Он слышал это столько раз, что перестал замечать.
И у неё был список.
Не написанный — она ничего не записывала, — а такой, который человек носит в голове и всё время передвигает: разобрать балкон, отдать швейную машинку, съездить к тётке в Тулу. Алдар знал его наизусть, потому что она проговаривала всё это вслух, каждый раз в одном и том же порядке.
Балкон она разобрала.
Машинку не отдала. К тётке не съездила. В верхнем ящике комода лежала недошитая наволочка. Нитка оставалась в игле, а игла была воткнута в ткань, как втыкают, когда отходят на минуту.
Коробка была в этом списке.
Она была в нём семнадцать лет и стояла не первой и не последней, между балконом и Тулой.
Он встал и отряхнул джинсы.
Он снял крышку.
* * *
Внутри были бумаги.
Не сложенные в порядке, не подшитые — просто бумаги, лежащие стопками, как их когда-то сложили и больше не трогали. Сверху немного просело, картон в углу отсырел и покоробился, но не сильно. Он аккуратно вынул верхнюю стопку и положил рядом на пол.
Конверты. Много. Со штампами, с бледной лиловой печатью, некоторые надорванные сбоку, некоторые вскрытые ровно — ножом или, скорее, чем-то плоским. Обратные адреса были казённые, отпечатанные, с сокращениями, которые он видел в архивах: отдел, управление, район, область. Он не стал их читать. Он вообще не собирался сегодня ничего читать; он собирался понять, что это, и решить, в какой угол.

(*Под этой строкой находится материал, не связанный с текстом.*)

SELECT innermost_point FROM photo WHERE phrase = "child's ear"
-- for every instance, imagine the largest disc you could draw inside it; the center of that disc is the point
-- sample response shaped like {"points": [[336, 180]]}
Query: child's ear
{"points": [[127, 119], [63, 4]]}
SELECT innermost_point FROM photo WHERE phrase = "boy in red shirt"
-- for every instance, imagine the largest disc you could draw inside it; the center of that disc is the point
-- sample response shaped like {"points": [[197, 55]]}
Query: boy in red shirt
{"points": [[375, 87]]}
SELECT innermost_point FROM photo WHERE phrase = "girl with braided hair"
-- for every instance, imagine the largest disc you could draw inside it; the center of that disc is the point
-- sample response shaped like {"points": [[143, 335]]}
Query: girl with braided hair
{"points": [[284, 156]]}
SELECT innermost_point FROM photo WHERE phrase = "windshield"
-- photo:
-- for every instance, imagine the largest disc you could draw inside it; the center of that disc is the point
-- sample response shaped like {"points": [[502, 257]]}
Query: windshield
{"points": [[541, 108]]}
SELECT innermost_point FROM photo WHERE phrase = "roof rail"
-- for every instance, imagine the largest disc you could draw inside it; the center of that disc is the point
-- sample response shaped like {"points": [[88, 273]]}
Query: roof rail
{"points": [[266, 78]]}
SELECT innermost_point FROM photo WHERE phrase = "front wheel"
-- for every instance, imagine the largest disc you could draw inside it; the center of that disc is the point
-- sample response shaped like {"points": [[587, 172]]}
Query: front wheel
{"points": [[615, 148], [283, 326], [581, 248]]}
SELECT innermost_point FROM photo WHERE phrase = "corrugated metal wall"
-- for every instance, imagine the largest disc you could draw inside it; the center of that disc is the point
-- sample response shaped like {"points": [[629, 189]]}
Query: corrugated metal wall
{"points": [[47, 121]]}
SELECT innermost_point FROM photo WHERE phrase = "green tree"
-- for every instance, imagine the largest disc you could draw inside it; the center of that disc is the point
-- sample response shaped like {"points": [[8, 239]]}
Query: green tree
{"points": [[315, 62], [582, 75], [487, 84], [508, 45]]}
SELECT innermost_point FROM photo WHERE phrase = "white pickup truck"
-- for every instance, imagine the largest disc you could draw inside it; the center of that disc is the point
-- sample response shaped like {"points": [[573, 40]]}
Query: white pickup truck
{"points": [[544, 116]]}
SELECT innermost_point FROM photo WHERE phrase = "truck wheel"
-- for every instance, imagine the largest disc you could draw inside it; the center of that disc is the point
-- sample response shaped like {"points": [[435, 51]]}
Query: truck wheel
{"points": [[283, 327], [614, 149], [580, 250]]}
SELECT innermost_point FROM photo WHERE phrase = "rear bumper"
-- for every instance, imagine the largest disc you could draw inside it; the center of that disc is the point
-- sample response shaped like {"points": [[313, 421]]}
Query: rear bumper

Он всё-таки посмотрел на штампы.
Не читая — только на даты, потому что даты в штампе стоят отдельно и видны сразу. Верхний был семьдесят четвёртого года. Следующий — шестьдесят первого. Дальше опять семидесятые, потом пятидесятые, потом снова шестидесятые.
Он положил три конверта рядом.
Между первым и последним было двадцать с чем-то лет, и это его остановило: он привык к папкам, в которых переписка идёт полгода, год, максимум три. Между бумагами было больше двадцати лет.
Он не стал считать точно.
Сосчитал бы за минуту — конвертов было немного, штампы читались, — но не стал.
Под конвертами лежали справки.
Их он перебрал уже медленнее — по привычке, потому что старую бумагу брал за края и всегда смотрел сначала на неё саму, а потом на текст. Бумага была старая, серая, с включениями. Машинописный шрифт с выпадающей буквой. Печати выцвели до розового.
Одна была не машинописная.
Она была написана от руки, чернилами, крупными отдельными буквами, и он посмотрел на неё дольше, чем на остальные, но читать не стал.
Он отложил её отдельно.
Дальше пошли бумаги, которых он не понимал совсем: тонкий лист с двумя графами, заполненными от руки; половина листа с обрезанным низом; бланк, где напечатанный текст занимал верхнюю треть, а остальное было пустым и там стояла одна короткая строка.
Он смотрел на них как на чертёж чужого объекта.
Всё было понятно по отдельности — форма, реквизиты, подпись, — и совершенно непонятно вместе; и он ловил себя на том, что ищет привычное: где здесь заказчик, где исполнитель, что было запрошено и что отвечено.
Ответы он различал уже с первого взгляда.